Pathologen beoordelen doorgaans de marges na een chirurgische ingreep zoals een uitsnijding or resectie, gericht op het verwijderen van de gehele tumor. Marges worden meestal niet geëvalueerd na een biopsie, waarbij slechts een deel van de tumor wordt verwijderd. Het aantal gerapporteerde marges en hun grootte – hoeveel normaal weefsel zich tussen de tumor en de snijrand bevindt – variëren afhankelijk van het weefseltype en de tumorlocatie.
Pathologen onderzoeken de marges om te controleren of er tumorcellen aanwezig zijn aan de snijrand van het weefsel. Een positieve marge, waar tumorcellen worden gevonden, suggereert dat er mogelijk kanker in het lichaam achterblijft. Daarentegen suggereert een negatieve marge, zonder tumorcellen aan de rand, dat de tumor volledig was verwijderd. Sommige rapporten meten ook de afstand tussen de dichtstbijzijnde tumorcellen en de marge, zelfs als alle marges negatief zijn.
Lymfeklieren zijn kleine immuunorganen die door het hele lichaam worden aangetroffen. Kankercellen kunnen zich via kleine lymfevaten van een tumor naar de lymfeklieren verspreiden. Om deze reden worden lymfeklieren gewoonlijk verwijderd en onder een microscoop onderzocht om te zoeken naar kankercellen. De beweging van kankercellen van de tumor naar een ander deel van het lichaam, zoals een lymfeklier, wordt a genoemd uitzaaiing.
Kankercellen verspreiden zich meestal eerst naar lymfeklieren dicht bij de tumor, hoewel lymfeklieren ver weg van de tumor ook betrokken kunnen zijn.
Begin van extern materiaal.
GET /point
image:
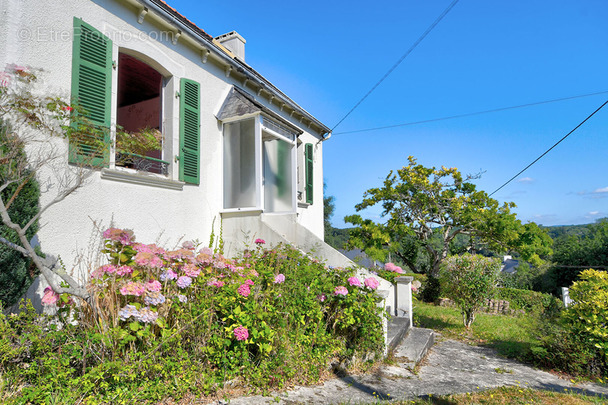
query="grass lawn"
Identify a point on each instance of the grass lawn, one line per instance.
(511, 336)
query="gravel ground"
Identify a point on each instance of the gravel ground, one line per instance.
(451, 367)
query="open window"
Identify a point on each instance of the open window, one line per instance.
(259, 153)
(139, 97)
(139, 137)
(259, 166)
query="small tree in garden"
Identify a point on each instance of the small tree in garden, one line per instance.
(40, 124)
(588, 314)
(469, 280)
(427, 208)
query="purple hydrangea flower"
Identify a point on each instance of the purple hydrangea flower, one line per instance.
(127, 312)
(154, 298)
(184, 282)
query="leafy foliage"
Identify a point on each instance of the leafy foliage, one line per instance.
(421, 203)
(174, 323)
(469, 280)
(16, 271)
(589, 311)
(574, 253)
(140, 142)
(530, 301)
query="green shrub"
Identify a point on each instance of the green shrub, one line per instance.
(562, 348)
(588, 313)
(530, 301)
(182, 322)
(431, 289)
(469, 280)
(16, 272)
(577, 342)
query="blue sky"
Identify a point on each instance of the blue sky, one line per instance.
(485, 54)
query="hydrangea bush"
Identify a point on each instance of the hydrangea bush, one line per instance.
(184, 321)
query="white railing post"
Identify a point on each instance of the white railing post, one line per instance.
(566, 297)
(381, 303)
(403, 297)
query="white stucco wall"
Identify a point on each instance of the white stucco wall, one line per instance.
(38, 33)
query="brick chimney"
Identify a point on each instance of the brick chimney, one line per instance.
(234, 43)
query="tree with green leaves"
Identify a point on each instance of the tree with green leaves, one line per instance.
(36, 128)
(574, 253)
(470, 280)
(16, 271)
(426, 208)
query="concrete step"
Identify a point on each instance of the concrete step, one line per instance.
(397, 329)
(414, 347)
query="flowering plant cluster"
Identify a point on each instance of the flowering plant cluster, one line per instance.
(273, 308)
(393, 268)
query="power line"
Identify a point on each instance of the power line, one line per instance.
(548, 150)
(418, 41)
(451, 117)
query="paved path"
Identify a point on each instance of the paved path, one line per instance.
(451, 367)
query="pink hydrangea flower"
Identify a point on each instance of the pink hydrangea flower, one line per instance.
(5, 79)
(191, 270)
(340, 290)
(206, 251)
(148, 259)
(133, 288)
(168, 275)
(371, 283)
(354, 281)
(108, 268)
(50, 297)
(244, 290)
(153, 286)
(215, 283)
(241, 333)
(124, 236)
(184, 281)
(146, 315)
(188, 245)
(393, 267)
(97, 273)
(124, 270)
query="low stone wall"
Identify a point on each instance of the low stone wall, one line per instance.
(490, 307)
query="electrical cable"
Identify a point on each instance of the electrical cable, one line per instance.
(451, 117)
(418, 41)
(548, 150)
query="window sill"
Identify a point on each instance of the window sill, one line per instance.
(142, 179)
(251, 210)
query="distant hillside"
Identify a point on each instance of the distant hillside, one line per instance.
(559, 231)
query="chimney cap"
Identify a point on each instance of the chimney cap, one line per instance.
(230, 35)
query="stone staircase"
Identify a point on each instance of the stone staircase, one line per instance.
(408, 345)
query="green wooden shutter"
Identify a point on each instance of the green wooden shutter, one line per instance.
(91, 90)
(282, 167)
(309, 169)
(189, 134)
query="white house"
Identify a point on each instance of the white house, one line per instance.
(238, 156)
(235, 148)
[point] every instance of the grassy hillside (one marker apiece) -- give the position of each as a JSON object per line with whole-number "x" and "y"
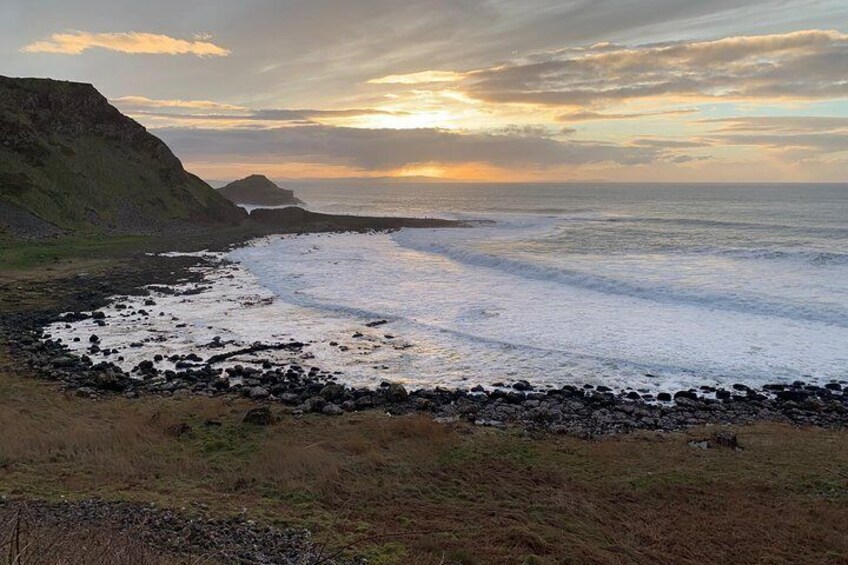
{"x": 71, "y": 160}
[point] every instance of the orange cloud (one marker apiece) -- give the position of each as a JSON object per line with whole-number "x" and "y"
{"x": 423, "y": 77}
{"x": 136, "y": 102}
{"x": 74, "y": 43}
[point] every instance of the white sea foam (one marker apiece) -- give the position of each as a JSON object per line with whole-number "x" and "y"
{"x": 559, "y": 292}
Om deze reden bevinden de eerste verwijderde lymfeklieren zich meestal dicht bij de tumor. Lymfeklieren verder weg van de tumor worden meestal alleen verwijderd als ze vergroot zijn en er een groot klinisch vermoeden bestaat dat er kankercellen in de lymfeklier zitten.
Een nekdissectie is een chirurgische ingreep die wordt uitgevoerd om te verwijderen lymfeklieren uit de nek. De verwijderde lymfeklieren komen meestal uit verschillende delen van de nek en elk gebied wordt een niveau genoemd. De niveaus in de nek omvatten 1, 2, 3, 4 en 5. Uw pathologierapport zal vaak beschrijven hoeveel lymfeklieren er zijn gezien in elk niveau dat voor onderzoek is verzonden. Lymfeklieren aan dezelfde kant van de tumor worden ipsilateraal genoemd, terwijl die aan de andere kant van de tumor contralateraal worden genoemd.
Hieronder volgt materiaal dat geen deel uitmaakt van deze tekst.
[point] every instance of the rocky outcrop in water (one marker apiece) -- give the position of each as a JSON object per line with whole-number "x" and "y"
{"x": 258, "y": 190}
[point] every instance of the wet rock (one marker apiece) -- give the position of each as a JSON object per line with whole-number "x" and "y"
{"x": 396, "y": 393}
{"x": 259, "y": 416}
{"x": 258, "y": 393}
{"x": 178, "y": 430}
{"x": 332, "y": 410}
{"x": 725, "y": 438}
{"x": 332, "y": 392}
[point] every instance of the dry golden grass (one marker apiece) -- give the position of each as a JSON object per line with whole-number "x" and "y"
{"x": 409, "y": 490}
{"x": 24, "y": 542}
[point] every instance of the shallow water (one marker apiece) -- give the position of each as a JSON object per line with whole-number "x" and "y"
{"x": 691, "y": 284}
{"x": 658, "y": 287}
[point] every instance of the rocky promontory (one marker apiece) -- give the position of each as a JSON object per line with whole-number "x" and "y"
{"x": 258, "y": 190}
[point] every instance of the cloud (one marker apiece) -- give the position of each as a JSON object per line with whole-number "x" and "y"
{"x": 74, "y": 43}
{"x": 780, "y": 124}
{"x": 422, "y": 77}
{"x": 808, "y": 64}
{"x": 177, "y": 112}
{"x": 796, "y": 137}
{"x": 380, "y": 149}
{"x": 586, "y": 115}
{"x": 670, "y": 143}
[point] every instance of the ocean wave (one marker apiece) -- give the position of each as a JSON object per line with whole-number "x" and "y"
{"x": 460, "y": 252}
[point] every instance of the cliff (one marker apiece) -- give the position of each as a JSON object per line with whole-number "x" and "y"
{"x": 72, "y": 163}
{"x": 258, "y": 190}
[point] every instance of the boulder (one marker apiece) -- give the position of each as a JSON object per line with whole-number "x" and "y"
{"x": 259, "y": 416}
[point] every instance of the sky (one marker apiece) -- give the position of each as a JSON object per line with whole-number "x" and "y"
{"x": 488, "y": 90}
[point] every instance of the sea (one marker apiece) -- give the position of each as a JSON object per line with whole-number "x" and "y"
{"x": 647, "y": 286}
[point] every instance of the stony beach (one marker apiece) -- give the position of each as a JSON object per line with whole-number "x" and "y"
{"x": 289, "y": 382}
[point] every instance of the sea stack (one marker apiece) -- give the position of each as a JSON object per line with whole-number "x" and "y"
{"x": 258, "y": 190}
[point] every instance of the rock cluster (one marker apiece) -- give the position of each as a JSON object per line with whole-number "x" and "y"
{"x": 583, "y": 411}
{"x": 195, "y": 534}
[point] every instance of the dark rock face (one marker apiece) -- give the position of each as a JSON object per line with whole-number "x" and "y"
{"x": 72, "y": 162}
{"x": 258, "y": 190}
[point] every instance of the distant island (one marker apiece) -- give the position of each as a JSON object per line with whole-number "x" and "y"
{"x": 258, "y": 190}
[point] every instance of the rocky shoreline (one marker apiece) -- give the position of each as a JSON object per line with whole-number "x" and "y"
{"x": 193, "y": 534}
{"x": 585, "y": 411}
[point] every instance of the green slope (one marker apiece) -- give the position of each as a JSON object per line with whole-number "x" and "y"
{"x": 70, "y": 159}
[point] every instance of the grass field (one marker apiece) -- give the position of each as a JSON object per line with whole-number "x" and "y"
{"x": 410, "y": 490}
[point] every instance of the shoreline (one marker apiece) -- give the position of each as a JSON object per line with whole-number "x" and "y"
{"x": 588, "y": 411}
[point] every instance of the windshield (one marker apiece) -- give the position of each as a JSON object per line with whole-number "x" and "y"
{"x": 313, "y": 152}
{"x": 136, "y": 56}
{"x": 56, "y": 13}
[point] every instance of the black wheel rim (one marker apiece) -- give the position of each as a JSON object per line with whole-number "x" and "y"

Indien er lymfeklieren uit uw lichaam zijn verwijderd, worden deze door een patholoog onder de microscoop onderzocht. De uitslag van dit onderzoek wordt in uw rapport beschreven. ‘Positief’ betekent dat er kankercellen in de lymfeklier zijn gevonden. ‘Negatief’ betekent dat er geen kankercellen zijn gevonden. Als er kankercellen in een lymfeklier worden aangetroffen, kan de grootte van de grootste groep kankercellen (vaak omschreven als ‘focus’ of ‘afzetting’) ook in uw melding worden opgenomen. Extranodale extensie betekent dat de tumorcellen het kapsel aan de buitenkant van de lymfeklier hebben doorbroken en zich hebben verspreid naar het omliggende weefsel.
Het onderzoek van lymfeklieren is om twee redenen belangrijk. Eerst wordt deze informatie gebruikt om het pathologische nodale stadium (pN) te bepalen. Ten tweede verhoogt het vinden van kankercellen in een lymfeklier het risico dat kankercellen in de toekomst in andere delen van het lichaam worden gevonden. Als gevolg hiervan zal uw arts deze informatie gebruiken bij de beslissing of aanvullende behandeling zoals chemotherapie, bestralingstherapie of immunotherapie nodig is.
Deze tumor krijgt een tumorstadium tussen 1 en 4. Het tumorstadium is gebaseerd op hoe ver de tumor zich buiten de nasopharynx heeft verspreid.
Deze tumor krijgt een nodaal stadium tussen 0 en 3 op basis van het aantal lymfeklieren die tumorcellen bevatten, de grootte van de grootste tumorafzetting en de locatie van de lymfeklieren met tumorcellen.